Spain agreed on Saturday to accept a European bailout to help stabilize its cash-starved banks, following desperate calls from world leaders to accept the money before Greek elections on Sunday that could cause havoc in the markets.
“I think this is good news in the short run because it means worries about Spanish banks collapsing are temporarily postponed,” Maskin said after giving a speech on financial crises.
A systemic failure in Spanish banks would create unacceptable panic, the Nobel laureate said, but he cautioned against viewing the bailout as a permanent fix because it cannot work for very long.
What Europe really needs is to integrate its fiscal policy, an aspect that was left out of the design of the monetary union a decade ago and which has consequently led to one crisis after another — from Greece, Portugal, Ireland and Spain to Italy, Maskin said.
“Unless this design is in place, the debt problem will continue,” he said. “Things have been deteriorating fast for the past two years and the bailout is not a long-term remedy.”
The fiscal woes could be resolved if they were transferred from the level of individual European countries to the level of the eurozone as a whole, said Maskin, who was one of three people awarded the 2007 Nobel Prize in Economics for laying the foundations of mechanism design theory.
Fiscal integration is 10 years late, but remains the only way for the eurozone to survive the debt crisis, whether member states like it or not — because it entails surrender of control over their finances, the economist said.
If the eurozone cannot work out a regime to unify its fiscal policy, it might as well go back to the era before monetary union, Maskin said, adding that he is guardedly optimistic that unification of fiscal policy is possible.

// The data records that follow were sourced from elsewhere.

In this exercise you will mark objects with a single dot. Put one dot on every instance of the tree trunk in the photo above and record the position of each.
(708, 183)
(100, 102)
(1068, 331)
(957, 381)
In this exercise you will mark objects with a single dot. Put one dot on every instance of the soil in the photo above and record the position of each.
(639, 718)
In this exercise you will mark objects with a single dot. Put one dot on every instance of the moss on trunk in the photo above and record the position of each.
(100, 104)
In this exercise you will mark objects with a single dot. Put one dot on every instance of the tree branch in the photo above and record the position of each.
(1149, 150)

Maskin said the US economy is improving, but the pace is painfully slow because the administration assigns too much importance to debt when the top priority should be to bring down unemployment.
The US government could spend more money employing workers to undertake public works, a measure that would eventually pay for itself because it helps put the economy back to normal and generates more tax revenue, he said.

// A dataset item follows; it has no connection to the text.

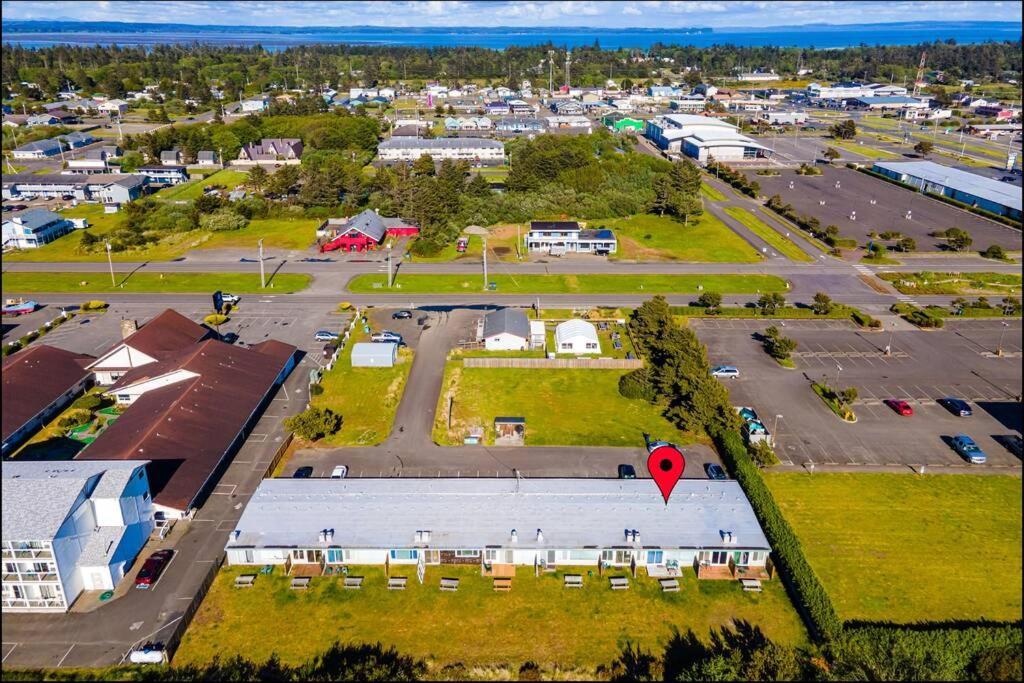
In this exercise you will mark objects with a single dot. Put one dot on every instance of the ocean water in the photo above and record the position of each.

To that end, the US government does not necessarily have to increase debt because it can finance job-creation programs by raising the tax burden on the rich, Maskin said.
“That may be difficult politically, but from an economic standpoint, it makes a lot of sense,” he said. It would take a few more years for US unemployment to drop to around 6 percent, from the current 8.2 percent, partly because of a political deadlock between the White House and the US Congress, Maskin estimated.
“Countries like Taiwan that rely heavily on international trade are vulnerable to external shocks,” he said. “While expanding trading partners is not going to solve the problem completely, it can help diversify the risks.”